Introduction to Categorical Data Analysis Procedures


Simple Random Sampling: One Population

Suppose you take a simple random sample of 100 people and ask each person the following question, "Of the three colors red, blue, and green, which is your favorite?" You then tabulate the results in a frequency table as shown in Table 8.1.

Table 8.1: One-Way Frequency Table

 

Favorite Color

 
 

Red

Blue

Green

Total

Frequency

52

31

17

100

Proportion

0.52

0.31

0.17

1.00


In the population you are sampling, you assume there is an unknown probability that a population member, selected at random, would choose any given color. In order to estimate that probability, you use the sample proportion

\[ p_ j = \frac{n_ j}{n} \]

where $n_ j$ is the frequency of the jth response and n is the total frequency.

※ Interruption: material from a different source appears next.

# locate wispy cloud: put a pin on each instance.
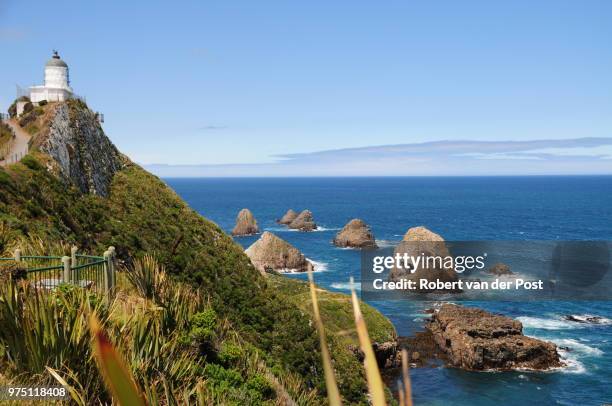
(538, 157)
(12, 34)
(212, 127)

Because of the random variation inherent in any random sample, the frequencies have a probability distribution representing their relative frequency of occurrence in a hypothetical series of samples. For a simple random sample, the distribution of frequencies for a frequency table with three levels is as follows. The probability that the first frequency is $n_1$, the second frequency is $n_2$, and the third is $n_3 = n-n_1-n_2$, is given by

\[ \Pr (n_1, n_2,n_3) = \frac{n!}{n_1! n_2! n_3!} {\pi }^{n_1}_1 {\pi }^{n_2}_2 {\pi }^{n_3}_3 \]

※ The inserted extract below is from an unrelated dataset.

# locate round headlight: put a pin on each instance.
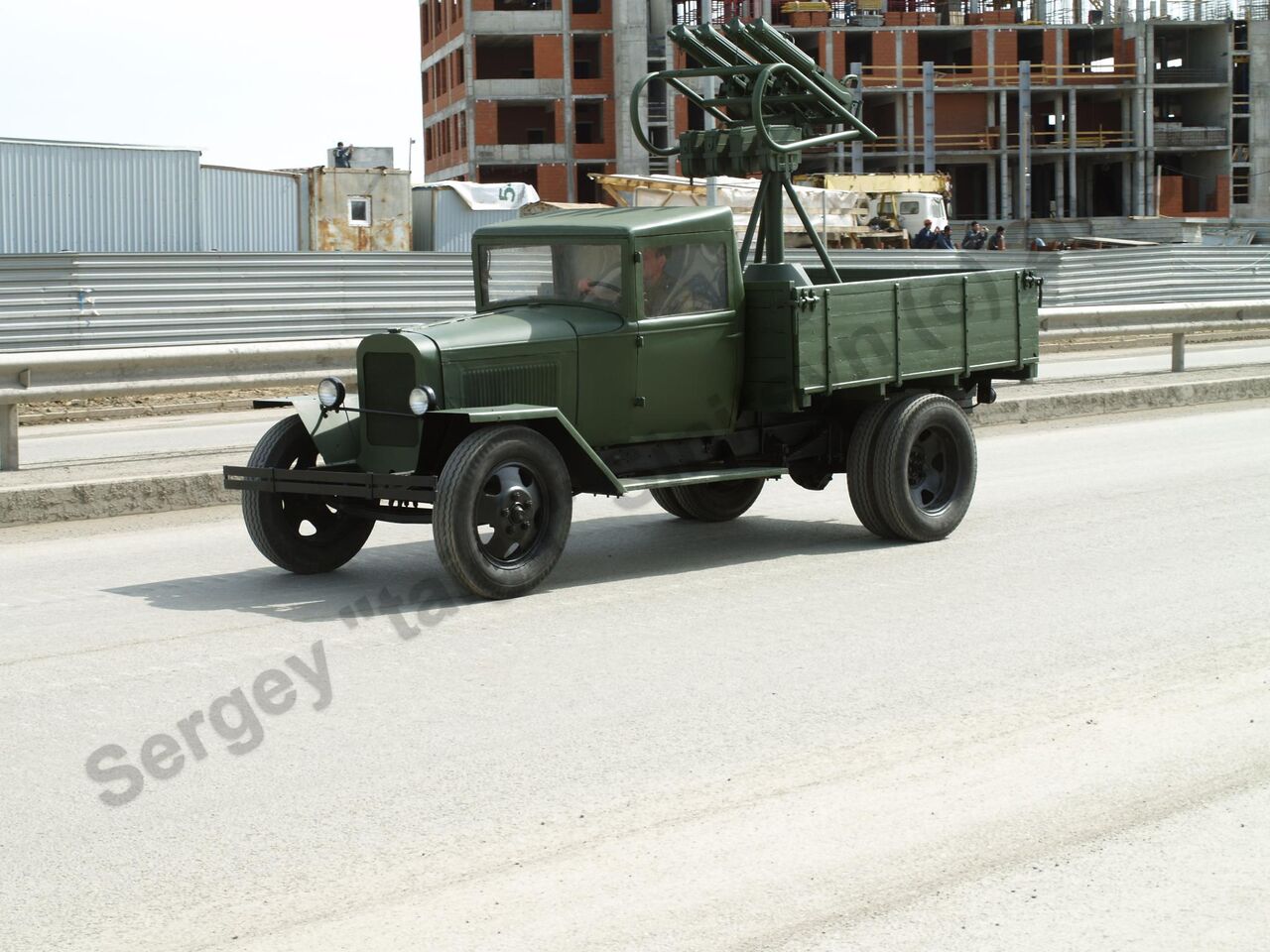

where ${\pi }_ j$ is the true probability of observing the jth response level in the population.

This distribution, called the multinomial distribution, can be generalized to any number of response levels. The special case of two response levels is called the binomial distribution.

Simple random sampling is the type of sampling required by the (non-survey) modeling procedures when there is one population. The modeling procedures use the multinomial distribution to estimate a probability vector and its covariance matrix. If the sample size is sufficiently large, then the probability vector is approximately normally distributed as a result of central limit theory. This result is used to compute appropriate test statistics for the specified statistical model.